The deal to buy Ahmanson will slightly dilute Washington Mutual's 1998 earnings and add to earnings by 2000, the company said. By that time, Washington Mutual plans to pare the merged entity's annual expenses by $330 million.

The deal is expected to result in the loss of 3,500 jobs, or 11% of the combined companies' 31,380 employees. About 170 of 1,252 total retail branches would be closed.

The new institution would have banking offices in eight states. Washington Mutual would be entering Texas for the first time, and R. Jay Tejera, an analyst with Dain Rauscher in Minneapolis, said Ahmanson's 40 branches there could be a springboard for growth.

Washington Mutual may be interested in buying the 166 Texas branches that BankAmerica is selling, Mr. Tejera said.

But the merger's competitive effects are likely to be greatest in California. The new Washington Mutual would be among the top three in market share in every California metropolitan area, with 700 branches in the state-roughly double what it has now.

"Wells and BofA are going to experience new levels of competition in California," Mr. Tejera said.

Mr. Killinger said he plans to beat competitors by focusing on consumers and small businesses.

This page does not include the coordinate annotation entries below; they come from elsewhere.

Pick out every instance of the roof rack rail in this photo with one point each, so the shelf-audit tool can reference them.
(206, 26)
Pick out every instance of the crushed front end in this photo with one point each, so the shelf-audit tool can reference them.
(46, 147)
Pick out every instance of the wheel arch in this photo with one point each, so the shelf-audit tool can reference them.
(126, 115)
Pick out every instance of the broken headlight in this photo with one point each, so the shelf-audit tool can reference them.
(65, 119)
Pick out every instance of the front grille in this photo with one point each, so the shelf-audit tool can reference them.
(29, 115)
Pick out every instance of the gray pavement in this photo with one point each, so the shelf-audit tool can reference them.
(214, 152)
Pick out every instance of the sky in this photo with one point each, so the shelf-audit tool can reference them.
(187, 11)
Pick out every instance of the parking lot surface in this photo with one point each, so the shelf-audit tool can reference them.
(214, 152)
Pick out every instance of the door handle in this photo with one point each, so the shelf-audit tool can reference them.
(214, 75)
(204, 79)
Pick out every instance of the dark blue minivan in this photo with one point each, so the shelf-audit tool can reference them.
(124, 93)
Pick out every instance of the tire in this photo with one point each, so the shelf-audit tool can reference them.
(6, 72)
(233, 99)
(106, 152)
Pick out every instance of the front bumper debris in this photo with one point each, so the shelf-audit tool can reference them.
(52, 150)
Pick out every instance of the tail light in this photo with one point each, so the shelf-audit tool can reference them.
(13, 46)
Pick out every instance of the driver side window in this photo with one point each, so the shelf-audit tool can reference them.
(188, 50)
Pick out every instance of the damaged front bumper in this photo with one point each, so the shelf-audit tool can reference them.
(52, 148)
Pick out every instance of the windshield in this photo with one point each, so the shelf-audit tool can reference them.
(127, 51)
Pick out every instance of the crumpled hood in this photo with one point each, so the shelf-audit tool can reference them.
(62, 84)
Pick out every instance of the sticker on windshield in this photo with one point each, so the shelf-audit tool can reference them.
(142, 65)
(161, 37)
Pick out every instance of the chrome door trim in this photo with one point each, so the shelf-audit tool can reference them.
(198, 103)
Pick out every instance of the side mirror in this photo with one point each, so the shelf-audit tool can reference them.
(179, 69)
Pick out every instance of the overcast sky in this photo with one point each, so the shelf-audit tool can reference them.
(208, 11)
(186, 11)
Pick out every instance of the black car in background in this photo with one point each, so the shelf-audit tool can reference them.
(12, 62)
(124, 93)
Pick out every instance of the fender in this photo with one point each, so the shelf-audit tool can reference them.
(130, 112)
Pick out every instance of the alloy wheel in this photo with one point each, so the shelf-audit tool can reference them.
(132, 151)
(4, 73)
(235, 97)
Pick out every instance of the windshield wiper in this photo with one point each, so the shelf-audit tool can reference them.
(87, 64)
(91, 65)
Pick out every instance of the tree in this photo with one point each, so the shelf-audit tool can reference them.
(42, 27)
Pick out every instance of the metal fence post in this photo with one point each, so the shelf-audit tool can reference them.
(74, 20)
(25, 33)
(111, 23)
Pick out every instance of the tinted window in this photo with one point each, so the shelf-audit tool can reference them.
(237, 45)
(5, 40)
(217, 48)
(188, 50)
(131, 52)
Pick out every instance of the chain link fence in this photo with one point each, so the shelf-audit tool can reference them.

"We have a very strong opportunity to go after the major commercial banks, whose strategies tend to be ones of limiting personal service," Mr. Killinger said. "We are finding a very significant part of the population would prefer a higher level of personalized service."

A competing banker questioned Washington Mutual's ability to deliver.

"Customers are tired of seeing their banks gobbled up by out-of-state institutions with little regard for customers or customer service," said Gene Galloway, executive vice president of retail and community banking at Sanwa Bank California.

But Mr. Bradshaw, the analyst, said "Washington Mutual views acquisitions as a business line. They have people who do nothing but acquisitions."

Washington Mutual was advised in the transaction by Lehman Brothers and the law firm Foster Pepper & Shefelman. Ahmanson had CS First Boston and the Sullivan & Cromwell firm on its side of the table.